Di solito il decorso della malattia interferisce con le dinamiche relazionali familiari. Appaiono critici i comportamenti rifiutanti e iperprotettivi da parte dei genitori, che rappresentano un fattore di rischio per l’esordio dei disturbi alimentari (Castro et al., 2000). Gli studi di McFarlane e colleghi (1995) hanno rilevato che il principale determinante del benessere negli adolescenti esposti a situazioni di stress era caratterizzato da uno stile di accudimento basato sull’empatia, senza la presenza di eccessiva intrusione e controllo. Secondo Oliver e Paull (1995), la relazione dei genitori con figli affetti da disturbo alimentare è dominata dal sottile senso di scarsa autostima che circola tra loro.

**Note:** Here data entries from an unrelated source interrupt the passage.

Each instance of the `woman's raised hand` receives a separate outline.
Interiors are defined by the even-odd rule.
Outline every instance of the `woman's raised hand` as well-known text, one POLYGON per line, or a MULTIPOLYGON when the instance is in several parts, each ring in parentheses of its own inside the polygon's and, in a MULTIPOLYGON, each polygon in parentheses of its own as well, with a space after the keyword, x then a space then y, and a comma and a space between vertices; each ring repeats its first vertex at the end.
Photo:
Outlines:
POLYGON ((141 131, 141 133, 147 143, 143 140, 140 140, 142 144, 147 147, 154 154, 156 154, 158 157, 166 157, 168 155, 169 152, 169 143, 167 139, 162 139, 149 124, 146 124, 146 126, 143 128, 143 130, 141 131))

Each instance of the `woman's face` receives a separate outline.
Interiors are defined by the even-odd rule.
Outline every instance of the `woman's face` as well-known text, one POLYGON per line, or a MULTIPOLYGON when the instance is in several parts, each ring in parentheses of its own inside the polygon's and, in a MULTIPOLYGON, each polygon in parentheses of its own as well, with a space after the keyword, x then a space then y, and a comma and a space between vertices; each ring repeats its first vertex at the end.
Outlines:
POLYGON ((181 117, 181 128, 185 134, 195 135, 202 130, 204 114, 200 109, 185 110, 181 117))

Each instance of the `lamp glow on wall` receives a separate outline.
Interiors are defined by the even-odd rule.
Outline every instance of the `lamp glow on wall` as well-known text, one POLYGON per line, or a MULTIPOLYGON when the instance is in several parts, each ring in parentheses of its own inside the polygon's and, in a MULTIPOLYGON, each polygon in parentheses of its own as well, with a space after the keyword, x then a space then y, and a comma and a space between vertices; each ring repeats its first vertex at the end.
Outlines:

Le terapie della famiglia per i disturbi alimentari
Per quanto riguarda le terapie della famiglia, alcuni studi hanno sottolineato che i risultati migliori si ottengono nell’anoressia, con trattamenti effettuati in età adolescenziale sull’intera famiglia del paziente (van Furth et al., 1996; Robin et al. , 1999; le Grange, 1999; Gowers, Nord, 1999). In particolare, i genitori in terapia possono aiutare nella comprensione del ruolo svolto nella genesi del disturbo. Peraltro, utilizzare i genitori nel trattamento potrebbe, almeno in parte, diminuire i tassi di abbandono del trattamento (Halmi et al., 2005). Va da sé che sarebbe opportuno avviare trial randomizzati per poter trarre conclusioni più adeguate in merito.L’applicabilità della terapia familiare alla bulimia è stato oggetto di un numero esiguo di studi, che riferiscono la presenza di scarsi benefici (Russell et al., 1987). Schmidt e collaboratori (2007) rilevano che la terapia familiare potrebbe coadiuvare la terapia cognitivo-comportamentale con gli adolescenti, che però tendenzialmente rifiutano il trattamento con la famiglia. Ma Le Grange e colleghi (2007) sostengono che la terapia individuale genera un più giustificativo miglioramento sui sintomi rispetto a quella familiare. In conclusione, la famiglia può giocare un ruolo importante per comprendere sia la genesi del disturbo sia le condizioni che portano il soggetto a esercitare delle resistenze al trattamento (le Grange et al. , 2010).